George Mason has a reputation as a planter, a patriot, a protector of rights, father, and Founding Father. But reading his collected letters, one can find that he was expert on all sorts of sundry matters from medical cures for flux, to the best method to make cyder, to what a militiaman should carry into battle. The renaissance men get all the press, but the 18th century men were amazing polymaths as well. In a July1763 letter to his neighbor Alexander Henderson in Colchester, George Mason lived up to his last name as he advised his friend on masonry affairs. Apparently Henderson was making preparations for building a house and Mason, having recently completed Gunston Hall, was happy to share his expertise.

A brick made at Gunston Hall.
Mason on Bricks
I wou’d advise you to have your Cellars quite up to the Water-Table laid wth. Sound Bricks; Salmon Bricks* are very apt to moulder in a Cellar when there is any Dampness, wh. few are without: it is usual with workmen to stowaway their bad Bricks in the Cellars, not because they will last better there than in the other parts of the Building, but because they are more out of Sight. Salmon Bricks may do very well for Inside-work above the Water-table, & in the Breasts & bulky parts of Chimney.

Mason on Mortar
When I built my House I was at some pains to measure all the Lime & Sand as my Mortar was made up, & always had two Beds, one for outside-Work 2/3ds. Lime & 1/3d. Sand, the other equal parts of Lime & Sand for Inside-work—it is easily measured in any old Tub or Barrel, & there is no other way to be sure of having your mortar good without Waste, & the different parts of yr. Building equally strong.

The sturdy brickwork at Gunston Hall, showing the flemish bond and the water table

Mason on Sand
If you have any good pit-sand, out of your Cellars or Well, it will make your mortar much tougher & stronger than it will be wth. other sand , & in that Case the proportion of Lime may be something less. Next to pit sand the River Shoar Sand on fresh Water is best, & the Sand in the Roads worst of all; as being very foul & full of Dust.

Mason on Pest Control
I wou’d by no means put any Clay or Loam in any of the Mortar; in the first place the Mortar is not near so strong, & besides from its being of a more soft & crumbly Nature, it is very appt to nourish & harbor those pernicious little Vermin the Cockroaches, who can’t so easily penetrate into the strong harsh Mortar made wth. Lime & Sand only; & this I assure you is no slight Consideration; for I have seen some brick Houses so infested wth. these Devils that a Man had better lived in a Barne than in one of them.

Mason on Hair 
I send you all the Hair I have except a little I kept in Case we shou’d have any small Job to do.
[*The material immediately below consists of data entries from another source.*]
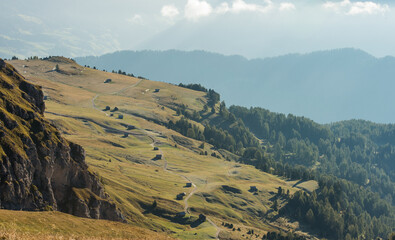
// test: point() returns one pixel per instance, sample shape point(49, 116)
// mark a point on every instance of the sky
point(251, 28)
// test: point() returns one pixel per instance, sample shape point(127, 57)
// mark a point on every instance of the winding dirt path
point(154, 142)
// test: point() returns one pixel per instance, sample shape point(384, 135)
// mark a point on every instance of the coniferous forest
point(353, 162)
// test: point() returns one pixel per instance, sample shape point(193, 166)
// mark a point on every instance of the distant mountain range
point(326, 86)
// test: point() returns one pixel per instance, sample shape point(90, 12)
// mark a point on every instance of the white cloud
point(355, 8)
point(169, 11)
point(195, 9)
point(286, 6)
point(240, 6)
point(136, 19)
point(30, 19)
point(24, 32)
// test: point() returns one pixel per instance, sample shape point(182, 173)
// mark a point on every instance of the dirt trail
point(154, 142)
point(113, 93)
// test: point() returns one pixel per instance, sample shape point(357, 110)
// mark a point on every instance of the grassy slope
point(56, 225)
point(131, 178)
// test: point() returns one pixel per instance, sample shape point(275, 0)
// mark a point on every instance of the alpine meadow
point(197, 119)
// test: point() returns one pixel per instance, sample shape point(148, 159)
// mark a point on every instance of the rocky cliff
point(39, 169)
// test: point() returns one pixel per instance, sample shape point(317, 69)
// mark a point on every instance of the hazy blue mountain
point(326, 86)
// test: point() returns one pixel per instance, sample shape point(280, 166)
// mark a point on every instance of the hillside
point(120, 124)
point(325, 86)
point(40, 170)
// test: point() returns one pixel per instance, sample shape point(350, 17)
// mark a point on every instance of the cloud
point(24, 32)
point(195, 9)
point(136, 19)
point(241, 6)
point(355, 8)
point(169, 11)
point(287, 6)
point(30, 19)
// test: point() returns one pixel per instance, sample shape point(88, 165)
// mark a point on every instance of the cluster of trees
point(352, 160)
point(281, 236)
point(121, 72)
point(342, 210)
point(186, 128)
point(359, 151)
point(194, 86)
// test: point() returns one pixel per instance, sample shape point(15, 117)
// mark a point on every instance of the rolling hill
point(326, 86)
point(144, 165)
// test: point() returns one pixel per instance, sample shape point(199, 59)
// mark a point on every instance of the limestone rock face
point(39, 169)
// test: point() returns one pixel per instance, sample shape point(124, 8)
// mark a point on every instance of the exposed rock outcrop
point(39, 169)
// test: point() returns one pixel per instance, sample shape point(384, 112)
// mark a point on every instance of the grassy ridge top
point(124, 158)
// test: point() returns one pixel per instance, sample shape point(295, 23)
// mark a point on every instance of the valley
point(143, 165)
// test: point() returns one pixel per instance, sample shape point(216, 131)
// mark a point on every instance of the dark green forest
point(353, 162)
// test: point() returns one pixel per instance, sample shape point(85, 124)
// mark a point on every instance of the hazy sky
point(252, 28)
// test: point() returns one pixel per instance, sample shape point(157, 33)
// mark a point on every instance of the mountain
point(176, 160)
point(40, 170)
point(326, 86)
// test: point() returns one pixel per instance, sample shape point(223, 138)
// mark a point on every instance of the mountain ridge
point(39, 169)
point(326, 86)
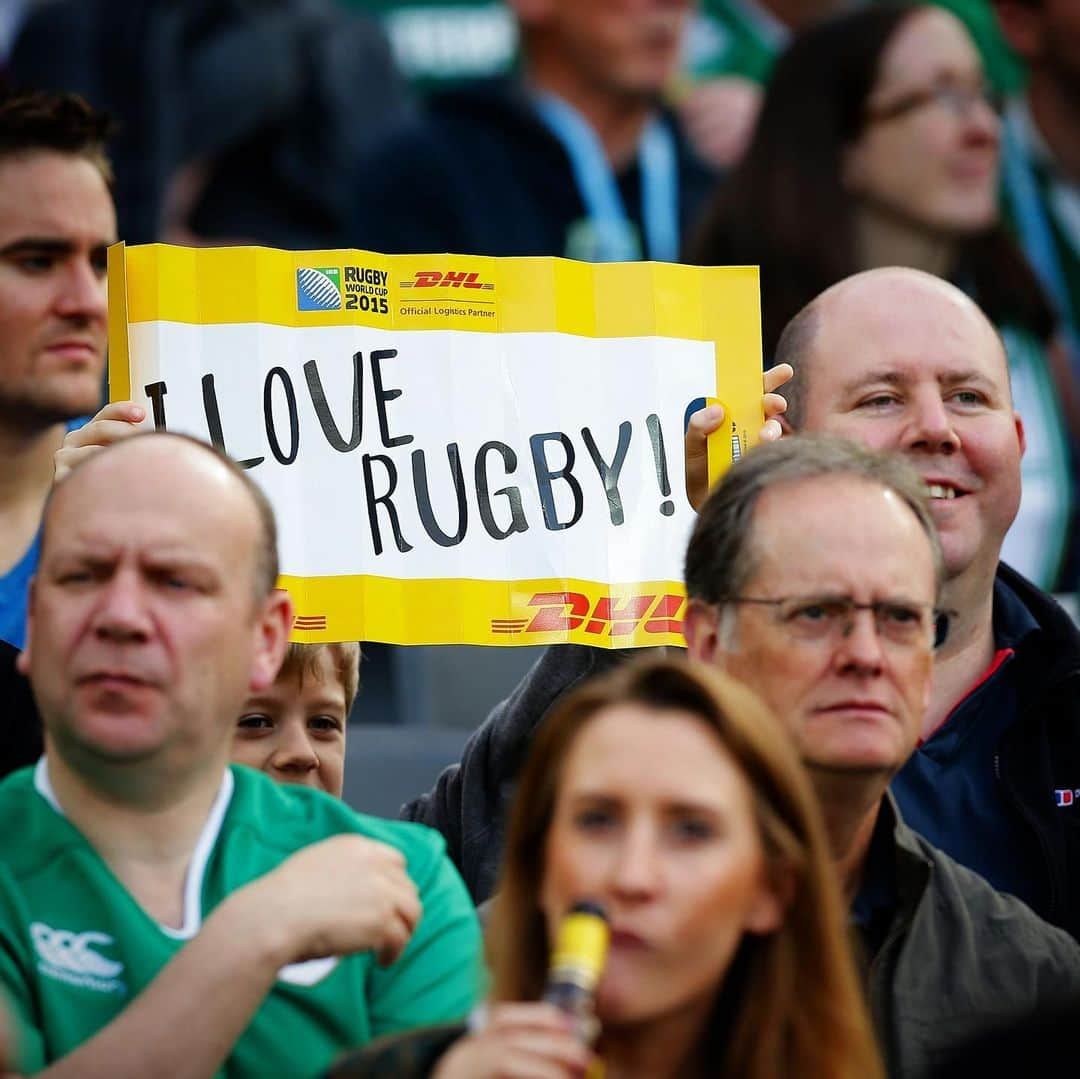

Melford tells me there is 18 Bushels of it. [Presumably horsehair, destined for use in reinforcing the plaster used on interior walls. Eighteen bushels seems like a paltry amount, as in a 1787 letter to George Mason, Junior, the elder Mason advises him to obtain “about 150 Bushells; but you had better get a good deal more, as there will be 50, or 60 Bushels wanted for yr. Brother Thomson.”]

Alexander Henderson was born in Glasgow, Scotland. In 1756, he immigrated to Virginia and settled in Colchester, Virginia, becoming a neighbor and eventually friend of George Mason.

Bricks in an 18th century slave quarter at Boone's Plantation, SC.
Henderson served in the Virginia militia during the American Revolution. He represented Fairfax County in the Virginia House of Delegates 1783–1784 and Prince William County 1789–1790. With George Mason, he was a delegate to the Mount Vernon Conference in 1785 which led to the Constitutional Convention of 1787. He also served as a vestryman at Pohick Church and a magistrate of Fairfax and Prince William Counties.

In 1787, Henderson moved to Dumfries, Virginia, where his home still stands, presumably because he followed George Mason’s advice on bricks and mortar. In Dumfries, Henderson opened a store with additional outlets eventually opening in Colchester, Occoquan, and Alexandria. This led to Alexander Henderson becoming known at the “father of the American chain store.”

Besides giving birth to the chain store concept, Henderson was the father of Archibald Henderson, the longest-serving Commandant of the United States Marine Corps, who served from 1820 to 1859.

In his will, George Mason appoints Alexander Henderson as one of the five “good friends” directed to help divide his estate after his death. The other members of that committee were “the Revd. Mr. James Scott, the Revd. Mr. Lee Massey, Mr. John West Junr. [and] Colo. George Washington.” 

salmon brick* A soft, imperfectly fired brick having a reddish-orange color.

Rutland, Robert A., ed. The Papers of George Mason 1725-1792. Chapel Hill: U of North Carolina, 1970. 
"Salmon Brick.", n.d. Web. 25 July 2014.